I have a text file and I wrote a script for Linux where it counts all the characters (with spaces) the number of lines and words. I also have to write something that counts the number of paragraphs but I don't know how. If anyone could help me I would really appreciate it.

This is my script:

#!/bin/bash

is_text_file() {
  if [[ $(grep -c -P '[\x01-\x7F]' "$1") -gt 0 ]]; then
    return 0
  else
    return 1
  fi
}

if [ $# -lt 2 ]; then
  echo "Usage: $0 -file FILE_PATH [-occurrences NUMBER]"
  exit 1
fi

while [ "$#" -gt 0 ]; do
  case "$1" in
    -file)
      file="$2"
      shift 2
      ;;
    -occurrences)
      occurrences="$2"
      shift 2
      ;;
    *)
      echo "Invalid flag: $1"
      exit 1
      ;;
  esac
done

if ! is_text_file "$file"; then
  echo "The specified file is not a text file."
  exit 1
fi

word_count=$(cat "$file" | tr -s '[:space:]' '\n' | wc -w)
line_count=$(cat "$file" | grep -c '^')
character_count=$(cat "$file" | wc -c)
paragraph_count=$(awk 'BEGIN { RS = "" } { print NF }' "$file")

echo "Word count: $word_count"
echo "Line count: $line_count"
echo "Character count: $character_count"
echo "Paragraph count: $paragraph_count"

if [ -n "$occurrences" ]; then
  echo "Most frequent words:"
  cat "$file" | tr -s '[:space:]' '\n' | tr -d '[:punct:]' | tr '[:upper:]' '[:lower:]' | sort | uniq -c | sort -nr | head -n "$occurrences"
fi

This is my text file:

This is a sample text file.  
It contains some words and paragraphs.

Feel free to add more, content for testing.

It should say that there are 2 paragraphs, but it says 1.

Solution

I appears you may have DOS line endings.
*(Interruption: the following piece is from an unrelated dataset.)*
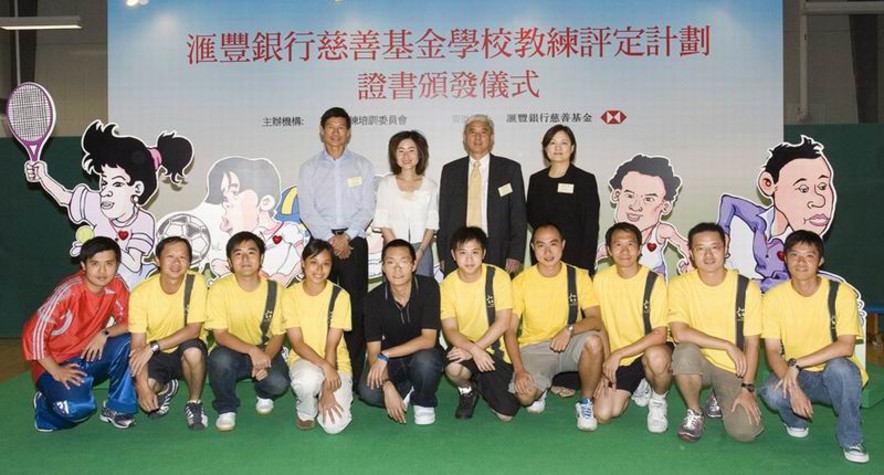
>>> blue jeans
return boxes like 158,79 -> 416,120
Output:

That will interfere with using awk in paragraph mode which is the easist way to solve your issue.

Given:

$ printf "This is a sample text file.\r\nIt contains some words and paragraphs.\r\n\r\nFeel free to add more, content for testing.">file

You can use GNU awk or a recent awk that supports more than one character for a record separator:

$ awk 'BEGIN{RS="\r?\n(\r?\n)+"} END{print NR}' file

(Note: Setting RS="\r?\n(\r?\n)+" is not the same as RS="" See here and here)
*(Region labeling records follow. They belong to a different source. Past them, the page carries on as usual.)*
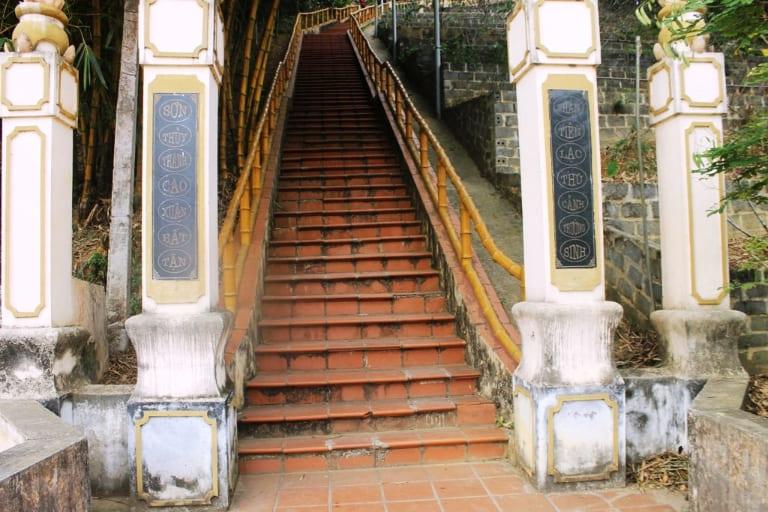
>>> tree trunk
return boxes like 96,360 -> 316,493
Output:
107,0 -> 139,352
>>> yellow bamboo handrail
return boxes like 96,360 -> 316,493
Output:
351,6 -> 525,362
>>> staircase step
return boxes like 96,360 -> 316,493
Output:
254,336 -> 466,372
239,395 -> 496,439
238,427 -> 509,474
246,365 -> 480,405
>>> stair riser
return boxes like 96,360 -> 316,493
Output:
261,295 -> 446,318
240,442 -> 507,474
261,320 -> 456,343
269,238 -> 426,256
275,210 -> 416,228
272,224 -> 421,241
256,347 -> 465,372
246,377 -> 477,405
267,257 -> 432,274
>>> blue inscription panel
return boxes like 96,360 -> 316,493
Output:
152,93 -> 199,281
549,89 -> 597,268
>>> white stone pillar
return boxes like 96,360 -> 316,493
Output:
648,6 -> 744,378
507,0 -> 625,489
0,2 -> 106,410
126,0 -> 236,508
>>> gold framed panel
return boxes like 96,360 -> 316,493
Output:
648,61 -> 675,116
0,55 -> 51,112
547,393 -> 619,483
142,74 -> 208,304
533,0 -> 600,59
134,410 -> 219,507
512,385 -> 536,477
56,60 -> 80,121
144,0 -> 211,59
685,121 -> 729,306
541,74 -> 604,292
3,126 -> 47,318
680,57 -> 725,108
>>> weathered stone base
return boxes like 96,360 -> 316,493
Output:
0,327 -> 101,406
651,309 -> 747,379
622,368 -> 705,464
128,398 -> 237,510
688,377 -> 768,512
512,302 -> 626,491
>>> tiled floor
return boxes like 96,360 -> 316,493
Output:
230,462 -> 687,512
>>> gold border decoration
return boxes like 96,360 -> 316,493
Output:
648,61 -> 675,116
685,122 -> 729,306
512,384 -> 536,476
533,0 -> 600,59
3,126 -> 47,318
541,74 -> 604,292
506,2 -> 531,80
56,60 -> 80,122
547,393 -> 619,483
142,75 -> 209,304
0,56 -> 51,112
680,57 -> 725,108
144,0 -> 211,59
134,410 -> 219,507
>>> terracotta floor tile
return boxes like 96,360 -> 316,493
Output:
331,485 -> 382,506
434,478 -> 488,499
496,494 -> 556,512
277,487 -> 328,508
383,482 -> 435,501
440,497 -> 500,512
483,475 -> 525,496
387,500 -> 441,512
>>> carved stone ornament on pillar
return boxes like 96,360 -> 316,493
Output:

If you want to use classic Paragraph Mode in awk (with RS=""), use a method to remove the \r at the line endings. The best is either a nested awk or sed:

$ sed 's/\r$//' file | awk -v RS= 'END{print NR}'
$ awk '{sub(/\r$/,"")}1' file | awk -v RS= 'END{print NR}'

Or Ruby:

$ ruby -e 'puts $<.read.split(/\R\R+/).length' file

Any of those should print 2 regardless of DOS or Unix line endings.

If you want total paragraphs, words, and punctuation marks I would do that in Ruby:

ruby -e '
inp=$<.read
para=inp.split(/\R\R+/)
words=para.map{|p| p.split}
puts "Paragraphs=#{para.length}"
puts "words=#{words.map(&:length).sum}"
puts "Punctuation marks=#{inp.scan(/[[:punct:]]/).length}"
' file

Or in awk:

awk '
BEGIN{RS="\r?\n(\r?\n)+"} 
{
    p+=gsub(/[[:punct:]]/, "&")
    split($0, words)
    w+=length(words)
}
END{printf("Paragraphs=%s\nwords=%s\nPunctuation marks=%s\n", NR, w, p)}' file

Either prints:

Paragraphs=2
words=20
Punctuation marks=4

Either of those is easily modified (based on that skeleton) to count whatever you want to count in the text.